[TriLUG] SCSI vs. SATA in theory
Jason Tower
jason at cerient.net
Thu Feb 10 14:44:10 EST 2005
sata drives are not substantially different from traditional ide drives,
they just have a different controller and interface. the only
exception that i know of are the wd raptors which are aimed at the
enterprise market and cost about the same as scsi.

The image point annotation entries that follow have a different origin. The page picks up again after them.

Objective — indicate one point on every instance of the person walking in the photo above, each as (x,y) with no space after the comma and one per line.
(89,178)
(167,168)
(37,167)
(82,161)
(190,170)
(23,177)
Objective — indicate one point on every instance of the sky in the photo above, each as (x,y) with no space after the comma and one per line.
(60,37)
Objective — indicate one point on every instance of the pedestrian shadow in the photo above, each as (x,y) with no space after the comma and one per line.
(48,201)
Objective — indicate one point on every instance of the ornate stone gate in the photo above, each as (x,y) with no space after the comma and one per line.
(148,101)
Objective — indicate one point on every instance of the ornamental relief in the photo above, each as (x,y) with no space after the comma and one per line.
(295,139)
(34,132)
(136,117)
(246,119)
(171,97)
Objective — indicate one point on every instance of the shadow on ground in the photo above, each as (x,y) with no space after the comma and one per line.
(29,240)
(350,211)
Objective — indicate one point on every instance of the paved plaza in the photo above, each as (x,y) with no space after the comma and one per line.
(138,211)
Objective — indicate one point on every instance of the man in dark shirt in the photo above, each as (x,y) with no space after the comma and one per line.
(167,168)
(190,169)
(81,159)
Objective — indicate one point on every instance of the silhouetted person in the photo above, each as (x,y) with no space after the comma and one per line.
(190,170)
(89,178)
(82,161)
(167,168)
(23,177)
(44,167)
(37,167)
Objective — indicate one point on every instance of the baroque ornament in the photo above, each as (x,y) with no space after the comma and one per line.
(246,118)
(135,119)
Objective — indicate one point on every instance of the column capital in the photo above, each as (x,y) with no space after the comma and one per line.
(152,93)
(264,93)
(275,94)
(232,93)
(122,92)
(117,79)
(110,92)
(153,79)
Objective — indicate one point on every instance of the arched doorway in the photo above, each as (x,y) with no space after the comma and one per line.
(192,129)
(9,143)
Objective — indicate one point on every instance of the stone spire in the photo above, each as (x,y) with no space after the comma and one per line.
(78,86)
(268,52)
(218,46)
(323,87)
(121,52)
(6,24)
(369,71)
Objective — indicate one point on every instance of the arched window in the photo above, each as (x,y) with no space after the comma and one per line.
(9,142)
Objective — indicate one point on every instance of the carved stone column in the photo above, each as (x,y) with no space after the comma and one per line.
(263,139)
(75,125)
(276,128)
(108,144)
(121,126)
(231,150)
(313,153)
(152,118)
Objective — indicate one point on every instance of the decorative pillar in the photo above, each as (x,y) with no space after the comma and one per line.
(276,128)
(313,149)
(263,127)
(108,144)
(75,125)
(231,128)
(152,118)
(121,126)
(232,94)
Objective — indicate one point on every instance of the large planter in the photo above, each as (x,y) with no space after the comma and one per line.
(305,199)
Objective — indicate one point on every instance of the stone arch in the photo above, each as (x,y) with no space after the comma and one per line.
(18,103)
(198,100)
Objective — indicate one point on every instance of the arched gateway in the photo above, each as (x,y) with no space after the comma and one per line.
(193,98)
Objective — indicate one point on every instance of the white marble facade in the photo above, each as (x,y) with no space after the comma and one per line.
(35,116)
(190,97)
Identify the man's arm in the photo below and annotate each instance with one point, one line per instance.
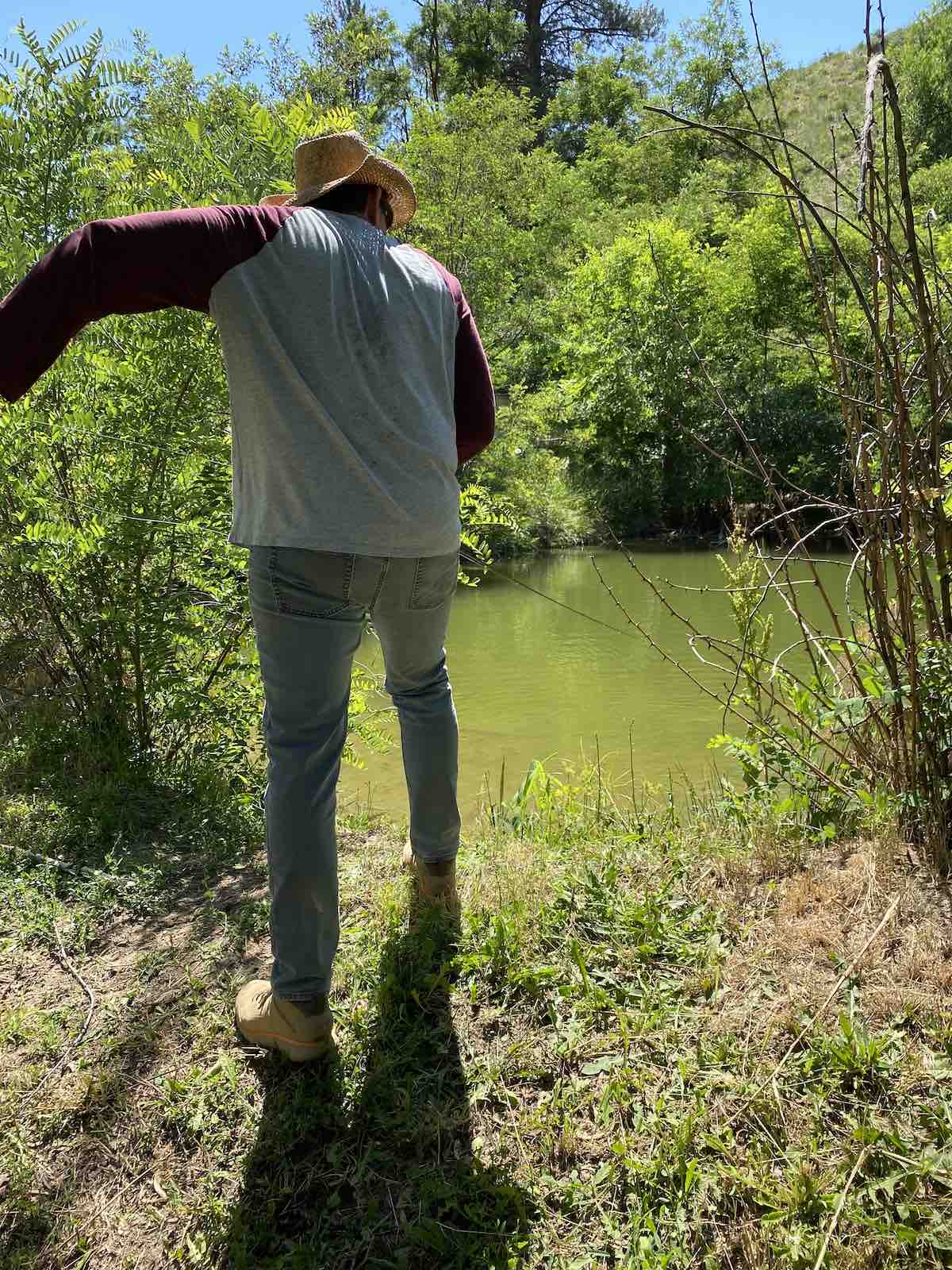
(131, 264)
(474, 399)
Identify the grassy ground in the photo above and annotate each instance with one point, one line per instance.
(649, 1047)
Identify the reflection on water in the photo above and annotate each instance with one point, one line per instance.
(535, 681)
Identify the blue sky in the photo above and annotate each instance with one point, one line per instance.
(803, 29)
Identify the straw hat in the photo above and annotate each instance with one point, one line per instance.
(346, 159)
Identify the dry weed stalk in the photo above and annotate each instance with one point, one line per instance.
(881, 671)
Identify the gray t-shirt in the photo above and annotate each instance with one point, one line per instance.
(355, 371)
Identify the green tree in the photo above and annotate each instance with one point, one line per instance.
(124, 634)
(532, 44)
(924, 79)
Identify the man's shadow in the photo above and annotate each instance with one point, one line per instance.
(390, 1179)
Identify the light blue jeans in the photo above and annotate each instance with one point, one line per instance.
(310, 609)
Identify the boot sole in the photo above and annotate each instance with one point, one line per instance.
(298, 1051)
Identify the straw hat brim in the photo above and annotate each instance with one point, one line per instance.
(374, 171)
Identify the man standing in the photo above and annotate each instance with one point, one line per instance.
(359, 384)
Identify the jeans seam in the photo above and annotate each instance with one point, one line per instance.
(306, 613)
(384, 573)
(416, 581)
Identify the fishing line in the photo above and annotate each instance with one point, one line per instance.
(543, 595)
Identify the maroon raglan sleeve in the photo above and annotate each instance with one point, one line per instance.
(474, 400)
(131, 264)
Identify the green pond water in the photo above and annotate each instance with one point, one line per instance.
(533, 681)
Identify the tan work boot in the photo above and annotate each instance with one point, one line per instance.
(266, 1020)
(436, 883)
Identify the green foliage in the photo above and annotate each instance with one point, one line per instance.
(924, 75)
(126, 622)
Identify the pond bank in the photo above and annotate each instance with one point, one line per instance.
(647, 1045)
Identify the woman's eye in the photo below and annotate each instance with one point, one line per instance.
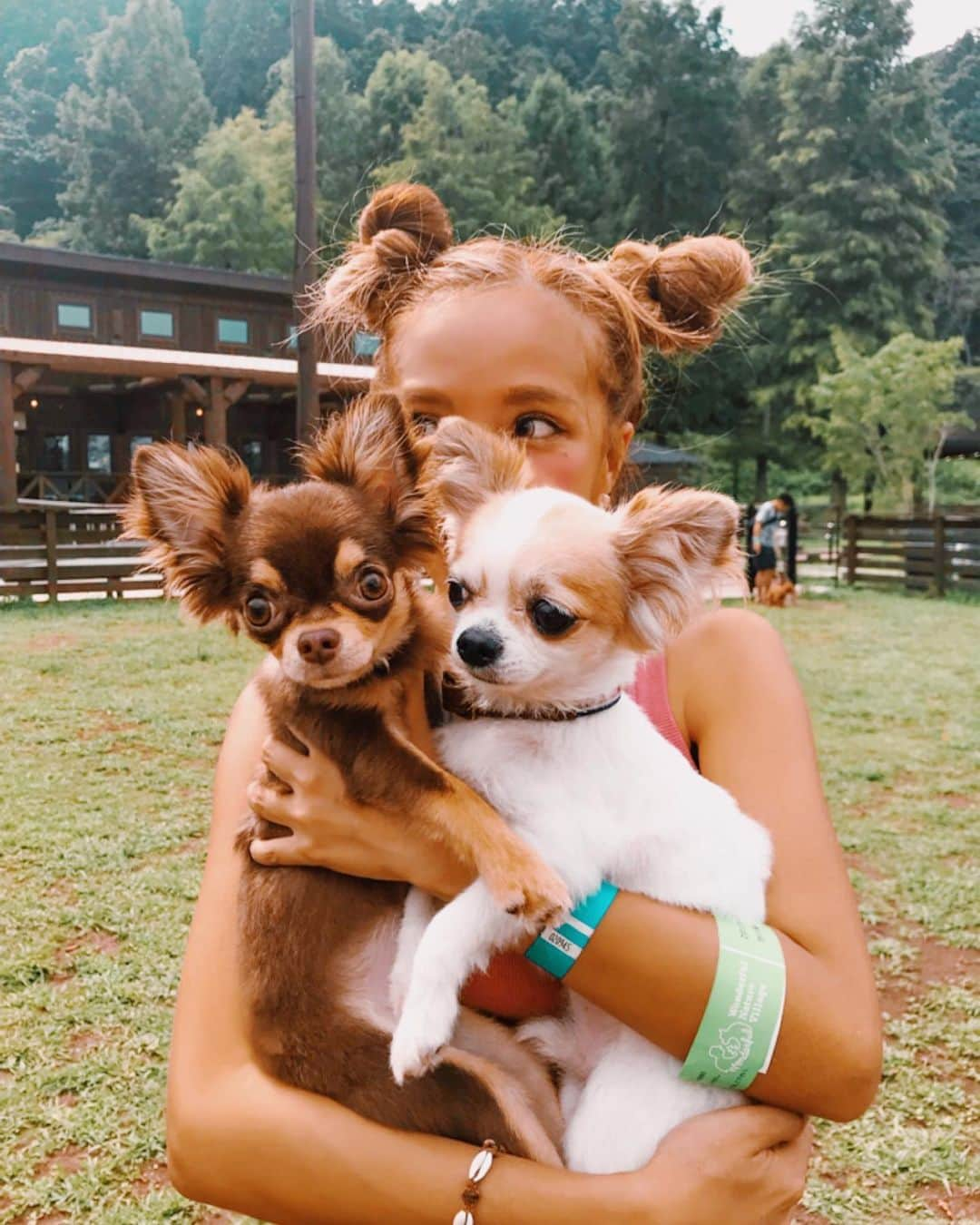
(258, 610)
(552, 619)
(534, 427)
(373, 584)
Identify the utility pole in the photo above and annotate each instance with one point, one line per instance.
(304, 270)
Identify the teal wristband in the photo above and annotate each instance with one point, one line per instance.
(557, 948)
(740, 1026)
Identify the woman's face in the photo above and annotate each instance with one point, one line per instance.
(517, 359)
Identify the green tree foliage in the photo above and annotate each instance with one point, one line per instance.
(671, 116)
(342, 153)
(863, 168)
(571, 154)
(122, 135)
(35, 80)
(240, 42)
(885, 418)
(958, 303)
(395, 92)
(234, 201)
(475, 156)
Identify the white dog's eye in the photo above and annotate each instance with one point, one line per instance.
(534, 426)
(552, 619)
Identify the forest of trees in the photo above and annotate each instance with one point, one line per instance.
(163, 129)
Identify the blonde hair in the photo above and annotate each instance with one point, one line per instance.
(671, 299)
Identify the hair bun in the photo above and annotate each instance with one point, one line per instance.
(682, 291)
(405, 224)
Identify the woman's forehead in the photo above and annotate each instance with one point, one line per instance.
(507, 336)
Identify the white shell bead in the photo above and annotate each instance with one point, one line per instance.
(480, 1165)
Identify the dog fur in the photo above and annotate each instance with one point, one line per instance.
(325, 574)
(601, 798)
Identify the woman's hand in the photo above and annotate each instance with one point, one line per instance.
(331, 829)
(742, 1166)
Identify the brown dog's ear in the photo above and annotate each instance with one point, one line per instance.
(370, 447)
(185, 503)
(468, 465)
(676, 548)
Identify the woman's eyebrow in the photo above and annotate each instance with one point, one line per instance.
(516, 397)
(424, 397)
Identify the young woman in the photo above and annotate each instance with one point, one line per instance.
(546, 346)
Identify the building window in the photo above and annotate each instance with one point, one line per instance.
(139, 440)
(233, 331)
(251, 452)
(367, 345)
(157, 324)
(75, 315)
(56, 454)
(98, 452)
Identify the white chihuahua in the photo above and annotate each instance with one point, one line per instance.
(557, 601)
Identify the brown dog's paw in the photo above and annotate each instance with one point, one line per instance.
(524, 886)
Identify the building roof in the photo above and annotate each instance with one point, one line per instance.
(650, 455)
(118, 359)
(53, 261)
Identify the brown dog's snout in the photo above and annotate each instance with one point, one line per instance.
(318, 646)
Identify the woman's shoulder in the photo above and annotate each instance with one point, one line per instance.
(721, 636)
(718, 661)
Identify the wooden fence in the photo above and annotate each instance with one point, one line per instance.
(940, 555)
(55, 549)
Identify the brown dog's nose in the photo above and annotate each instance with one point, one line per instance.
(318, 646)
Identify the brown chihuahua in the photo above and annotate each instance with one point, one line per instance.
(326, 574)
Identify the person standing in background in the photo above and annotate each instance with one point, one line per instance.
(763, 542)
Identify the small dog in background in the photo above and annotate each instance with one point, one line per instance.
(326, 576)
(556, 603)
(781, 593)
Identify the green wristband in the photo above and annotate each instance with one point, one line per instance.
(738, 1033)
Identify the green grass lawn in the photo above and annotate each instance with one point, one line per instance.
(111, 718)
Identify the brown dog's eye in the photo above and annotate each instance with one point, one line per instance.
(373, 584)
(259, 610)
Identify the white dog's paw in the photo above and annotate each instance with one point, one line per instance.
(424, 1029)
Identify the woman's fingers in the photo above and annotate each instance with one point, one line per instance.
(772, 1126)
(275, 851)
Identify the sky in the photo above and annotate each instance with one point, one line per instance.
(756, 24)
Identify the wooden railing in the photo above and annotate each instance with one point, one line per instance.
(940, 554)
(58, 550)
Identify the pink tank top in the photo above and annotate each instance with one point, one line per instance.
(512, 986)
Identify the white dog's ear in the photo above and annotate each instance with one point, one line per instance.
(676, 546)
(468, 465)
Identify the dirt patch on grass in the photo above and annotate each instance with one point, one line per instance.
(935, 963)
(84, 1040)
(961, 801)
(956, 1204)
(94, 941)
(66, 1161)
(39, 643)
(152, 1176)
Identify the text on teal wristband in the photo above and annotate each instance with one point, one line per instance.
(557, 948)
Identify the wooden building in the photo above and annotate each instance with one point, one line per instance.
(100, 354)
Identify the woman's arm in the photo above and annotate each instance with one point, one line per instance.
(239, 1140)
(735, 696)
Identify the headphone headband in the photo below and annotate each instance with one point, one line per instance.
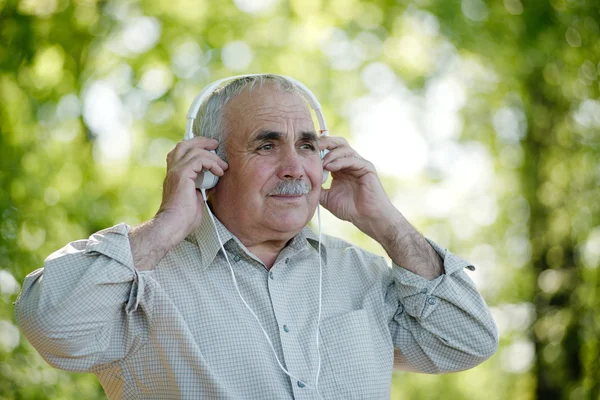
(209, 89)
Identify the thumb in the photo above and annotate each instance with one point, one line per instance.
(324, 197)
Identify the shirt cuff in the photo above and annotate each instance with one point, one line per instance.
(417, 294)
(114, 244)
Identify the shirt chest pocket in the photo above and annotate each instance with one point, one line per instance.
(357, 357)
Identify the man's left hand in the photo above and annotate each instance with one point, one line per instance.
(356, 193)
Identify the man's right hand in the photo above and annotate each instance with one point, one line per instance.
(182, 206)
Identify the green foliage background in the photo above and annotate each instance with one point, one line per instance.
(60, 179)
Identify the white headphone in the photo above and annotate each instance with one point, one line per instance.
(205, 179)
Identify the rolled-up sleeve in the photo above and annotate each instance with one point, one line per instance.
(440, 325)
(89, 305)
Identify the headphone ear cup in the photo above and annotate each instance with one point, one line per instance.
(206, 180)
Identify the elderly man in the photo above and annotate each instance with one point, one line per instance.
(154, 310)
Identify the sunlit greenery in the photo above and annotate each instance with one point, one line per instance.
(482, 117)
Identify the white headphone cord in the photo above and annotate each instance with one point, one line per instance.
(252, 312)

therefore, if reliability is truly a concern and you want to do the job
right, then you really only have one option - scsi. and since that
isn't 100% foolproof, you still need backup of some sort. use sata/ide
for that purpose - dense, cheap, and if it fails you haven't lost
anything. but if reliability is the goal, stick with scsi.
jason
On Thursday 10 February 2005 14:32, Greg Brown wrote:
> Do mean time between failure rates between SCSI and SATA differ
> greatly in the field? Most IDE drives seem to live 3-5 years under
> moderate use and I'm fairly certain that SCSI can go much further
> then that, but what about SATA? I have to spec out my home server
> that I want to build once the wife's bonus arrives and I'm thinking
> about drives. I have lots of OLD data that I could probably part
> with (old laptop files from companies I no longer work for, etc) but
> I don't want to - you never know when those five year old Lucent
> files might come in handy!
>
> :)
>
> I've been looking towards SATA for the large-volume storage and
> thinking about SCSI for my heavily used partitions (web, database,
> tmp).
>
> Does adding a SCSI drive just for high duty-cycle partitions rally
> matter? Can I get away with just having everything on one, big SATA
> drive? I normally only get one chance over five years to build a
> really nice server, so I want to get this right.